The Battle of Salsu River
After the founding of the Sui dynasty in 589, a precarious peace obtained for several years between the new Chinese dynasty and Goguryeo. In 597, however, the Goguryeo King Yeongyang launched raids across the Liao River, which is the traditional border with China. In response, the Sui invaded Goguryeo, but the invasion failed as the invasion force was scattered by a typhoon.
In the early 7th century, however, the new Sui emperor Yangdi learned of secret Goguryeo correspondence with the Eastern Turkish khanate. Yangdi took a hard stand and demanded the King Yeongyang come and submit personally to Sui or face an "imperial tour of his territories". When the King Yeongyang failed to submit in this fashion, Yangdi prepared for war. He mustered an army of over 1,133,800 troops and more than 2 million auxiliaries and personally led them against Goguryeo in 612. They quickly overran Goguryeo's border defenses, camped on the banks of the Liao River and prepared to bridge it. Eulji Mundeok, commissioned as a Field Marshal, was called upon to assist in the defence of the nation, and prepared his troops to meet the superior Sui forces with a strategy of false retreat, deception and attack.
After the Sui forces crossed the Liao River, a small contingent was sent to attack the Goguryeo city of Yodong, but Field Marshal Eulji sent Admiral Gang Yi-sik and his forces to meet them there and drove them out. As the rainy season progressed, the Sui forces launched other small probing attacks, but held off from making any large moves before the end of the rainy season.

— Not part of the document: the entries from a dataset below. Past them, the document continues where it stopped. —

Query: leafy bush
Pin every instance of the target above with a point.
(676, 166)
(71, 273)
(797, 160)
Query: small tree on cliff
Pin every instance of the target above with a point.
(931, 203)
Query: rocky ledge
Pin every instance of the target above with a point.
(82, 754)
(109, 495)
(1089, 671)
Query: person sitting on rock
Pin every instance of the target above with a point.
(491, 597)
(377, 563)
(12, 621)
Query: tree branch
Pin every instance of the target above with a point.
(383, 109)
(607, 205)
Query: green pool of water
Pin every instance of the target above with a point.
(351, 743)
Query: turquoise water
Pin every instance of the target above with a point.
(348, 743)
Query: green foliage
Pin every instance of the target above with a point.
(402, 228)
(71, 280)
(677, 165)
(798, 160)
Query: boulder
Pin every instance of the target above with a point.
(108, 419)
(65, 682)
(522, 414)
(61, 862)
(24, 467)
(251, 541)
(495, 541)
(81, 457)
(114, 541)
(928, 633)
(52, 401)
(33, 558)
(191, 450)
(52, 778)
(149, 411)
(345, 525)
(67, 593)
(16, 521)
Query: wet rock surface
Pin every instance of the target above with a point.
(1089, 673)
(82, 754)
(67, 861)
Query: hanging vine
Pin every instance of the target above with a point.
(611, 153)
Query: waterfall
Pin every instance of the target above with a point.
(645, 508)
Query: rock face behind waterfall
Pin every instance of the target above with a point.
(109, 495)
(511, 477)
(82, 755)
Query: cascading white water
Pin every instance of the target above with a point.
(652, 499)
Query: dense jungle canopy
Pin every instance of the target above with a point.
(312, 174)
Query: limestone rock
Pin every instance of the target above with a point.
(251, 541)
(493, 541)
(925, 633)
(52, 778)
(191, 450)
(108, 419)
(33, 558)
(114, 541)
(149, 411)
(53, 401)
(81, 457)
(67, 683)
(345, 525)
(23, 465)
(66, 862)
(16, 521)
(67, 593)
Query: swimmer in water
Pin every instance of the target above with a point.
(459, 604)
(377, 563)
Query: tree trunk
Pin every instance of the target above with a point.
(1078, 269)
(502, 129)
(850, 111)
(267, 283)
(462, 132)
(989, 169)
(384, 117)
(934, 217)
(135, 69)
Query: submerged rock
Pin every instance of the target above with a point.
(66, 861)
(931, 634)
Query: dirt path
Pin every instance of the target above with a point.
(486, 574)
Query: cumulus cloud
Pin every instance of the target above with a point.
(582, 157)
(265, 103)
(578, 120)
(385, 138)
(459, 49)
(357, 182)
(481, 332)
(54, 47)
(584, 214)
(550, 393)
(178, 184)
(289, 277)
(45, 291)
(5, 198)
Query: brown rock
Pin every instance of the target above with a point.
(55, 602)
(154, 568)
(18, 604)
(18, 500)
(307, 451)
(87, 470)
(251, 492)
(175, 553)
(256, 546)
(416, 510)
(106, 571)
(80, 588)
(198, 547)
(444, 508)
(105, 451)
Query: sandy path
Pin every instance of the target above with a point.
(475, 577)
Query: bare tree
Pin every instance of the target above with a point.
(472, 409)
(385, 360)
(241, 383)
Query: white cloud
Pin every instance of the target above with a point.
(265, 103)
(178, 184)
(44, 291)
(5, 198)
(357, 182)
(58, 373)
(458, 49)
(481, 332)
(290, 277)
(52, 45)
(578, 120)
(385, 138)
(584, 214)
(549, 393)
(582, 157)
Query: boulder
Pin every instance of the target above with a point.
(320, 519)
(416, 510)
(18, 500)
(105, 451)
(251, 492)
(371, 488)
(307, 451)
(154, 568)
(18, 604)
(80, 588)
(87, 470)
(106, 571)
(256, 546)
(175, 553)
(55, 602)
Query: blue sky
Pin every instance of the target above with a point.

When the rains stopped, Yangdi moved his forces to the banks of the Yalu River in northwestern Korea and prepared for a major battle. Fighting only small engagements at times and places of his choosing, he drew the Sui forces further and further from their supply centers. A Sui advance force of over 305,000 men was sent to take the city of Pyongyang. After allowing the force to approach the city, Field Marshal Eulji ambushed it. His forces attacked from all sides, driving the Sui troops back in utter confusion. His troops pursued the retreating army, slaughtering them at will; records claim that only 2,700 men of the massive force returned alive to the main Chinese army. This battle, the Battle of Salsu, came known as one of the most glorious military triumphs in Korea's national history. (It was said that Eulji had built a large dam upon the Salsu river which made the waterbed shallow, and as the Sui troops crossed the dam was broken down, releasing a huge current of water upon the unsuspecting troops, thus wiping out nearly the entire fleet with one blow). After the battle, winter began to set in and the Sui forces, short on provisions, were forced to return home.